Because of the Kv1.5 just located in atria, the channel is a promising target for the development of new safe antiarrhythmic drugs to prevent atrial fibrillation and without a risk of ventricular proarrhythmia. However, In patients in chronic artrial fibrillation, the action potential duration in atria is significantly prolongated due to both blockage of Ica,L and IKur. Accordingly, it is not expected what will be happened by use of IKur blocker to treat the patient with chronic AF. In a rat, rapid atrial pacing just immediately and transiently increases the mRNA of Kv1.5 rather than the ones of KCNQ1 and hERG. It shows that Kv4.3 at least in part contribute to the rapid shortening of the atrial refractoriness at the onset of AF. Therefore, the selective blockers of IKur counteract the shortening of atrial action potential duration at rapid rate state. From mentioned above, application of IKur selective blocker in clinical is a challege job in the future.
Kir2.1 and Kir3
Inward rectifiers (Kir) is composed of a large family of potassium channel. Among them, only two subfamilies (Kir2 and Kir3) share great structural similarity and underlie classical ‘strong inwardly rectifying currents’ originally observed in skeletal and cardiac muscle. In cardiac tissue, there are only two similar types of these currents: (1) IK1, as a constitutively active Kir current, is more prominent in ventricular tissue, and (2) IK,Ach, as a receptor-activated Kir current, is more prominent in atrial tissue, as well as in SA node and AV node. There are two common features of the kir2 and Kir3. one is a strongly voltage-dependent decline of potassium conductance upon membrane depolarization producing a characteristic region of so-called ‘negative slope’ conductance. Another unique property of Kir currents is the unusual dependence of rectification on extracellular K+. In order to comprehend the two characters of Kir channel, firstly to fully the molecular basis of the channels.
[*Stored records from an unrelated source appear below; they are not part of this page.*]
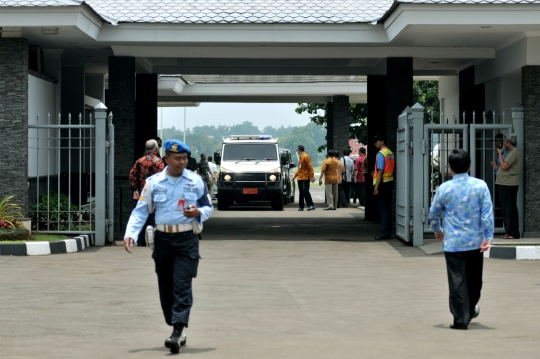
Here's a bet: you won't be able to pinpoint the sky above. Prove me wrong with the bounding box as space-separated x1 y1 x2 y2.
158 103 310 130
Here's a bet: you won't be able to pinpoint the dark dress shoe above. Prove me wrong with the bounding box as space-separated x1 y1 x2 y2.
450 323 467 330
471 304 480 319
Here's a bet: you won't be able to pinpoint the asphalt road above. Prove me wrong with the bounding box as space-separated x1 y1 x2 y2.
0 195 540 359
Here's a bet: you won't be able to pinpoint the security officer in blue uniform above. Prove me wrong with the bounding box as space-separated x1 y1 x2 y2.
124 140 214 353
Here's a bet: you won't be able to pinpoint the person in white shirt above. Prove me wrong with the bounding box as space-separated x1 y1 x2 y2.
208 156 217 197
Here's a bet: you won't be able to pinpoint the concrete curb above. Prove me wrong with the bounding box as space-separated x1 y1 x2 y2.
484 245 540 260
0 234 95 256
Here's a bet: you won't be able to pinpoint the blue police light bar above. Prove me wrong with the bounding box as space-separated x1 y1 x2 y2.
229 135 272 140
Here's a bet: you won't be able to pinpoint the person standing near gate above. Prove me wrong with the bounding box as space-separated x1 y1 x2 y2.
338 149 354 208
495 133 521 239
429 149 494 329
124 139 214 353
353 147 366 208
373 136 396 240
293 145 315 211
129 140 165 247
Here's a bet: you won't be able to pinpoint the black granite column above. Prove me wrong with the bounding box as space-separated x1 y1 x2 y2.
105 57 136 240
0 38 28 216
332 96 349 152
365 76 387 221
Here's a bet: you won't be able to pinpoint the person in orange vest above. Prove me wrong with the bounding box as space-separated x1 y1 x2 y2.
373 136 396 240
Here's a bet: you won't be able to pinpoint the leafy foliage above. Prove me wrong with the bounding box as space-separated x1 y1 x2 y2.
30 192 79 231
0 196 23 229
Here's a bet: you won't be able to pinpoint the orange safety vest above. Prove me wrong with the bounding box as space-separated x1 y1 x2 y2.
373 146 396 186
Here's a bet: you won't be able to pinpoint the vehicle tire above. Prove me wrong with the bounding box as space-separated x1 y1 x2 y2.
218 196 231 211
272 195 283 211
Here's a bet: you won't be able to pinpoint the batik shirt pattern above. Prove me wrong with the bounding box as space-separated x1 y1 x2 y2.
129 153 165 191
429 173 494 252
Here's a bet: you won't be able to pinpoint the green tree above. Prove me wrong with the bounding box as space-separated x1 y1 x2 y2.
413 81 441 123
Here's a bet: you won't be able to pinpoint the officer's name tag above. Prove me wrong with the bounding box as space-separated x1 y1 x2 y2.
176 198 186 212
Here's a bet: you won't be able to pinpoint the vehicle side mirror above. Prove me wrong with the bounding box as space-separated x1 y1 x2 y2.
214 152 221 165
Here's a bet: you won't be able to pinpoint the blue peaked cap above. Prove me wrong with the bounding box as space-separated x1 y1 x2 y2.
163 139 190 153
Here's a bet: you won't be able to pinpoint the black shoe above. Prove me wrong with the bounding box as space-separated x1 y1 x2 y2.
471 304 480 319
165 324 184 354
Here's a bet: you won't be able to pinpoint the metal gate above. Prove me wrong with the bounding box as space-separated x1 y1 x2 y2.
28 103 114 246
396 103 524 246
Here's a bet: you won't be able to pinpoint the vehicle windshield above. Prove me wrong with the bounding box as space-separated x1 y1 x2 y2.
222 143 277 161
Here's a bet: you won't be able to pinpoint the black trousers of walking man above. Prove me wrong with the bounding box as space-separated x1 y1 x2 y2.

Fig. 4.The family of inward rectifier potassium channels. All members of this family share significant structural similarity, but only Kir2 and Kir3 subfamilies represent channels carrying classical strongly rectifying currents.
In human heart, the distribution of IK1 and IK,Ach has distinct region. IK1 is more prominent in the ventricles, including Purkinje myocytes. IK,Ach has generally an opposite distribution to that of IK1. It is more prominent in the atria than in ventricles. Similarity, the current density of IK1 and IK,Ach may vary across the ventricular or atrial tissues, distinctively. About the subunit composition of IK,Ach, under normal conditions native IK,Ach channels are heteromers of Kir3.1/ Kir3.4 subunits. However, recent data suggest that Kir3.4 subunit alone has similar function with the native IK,Ach. Comparision with IK,Ach, IK1 is formed by coassembly of the Kir2.1.x subfamily of proteins (Kir 2.1, 2.2, and 2.3) with Kir2.1 the most abundant subtype in ventricular tissue.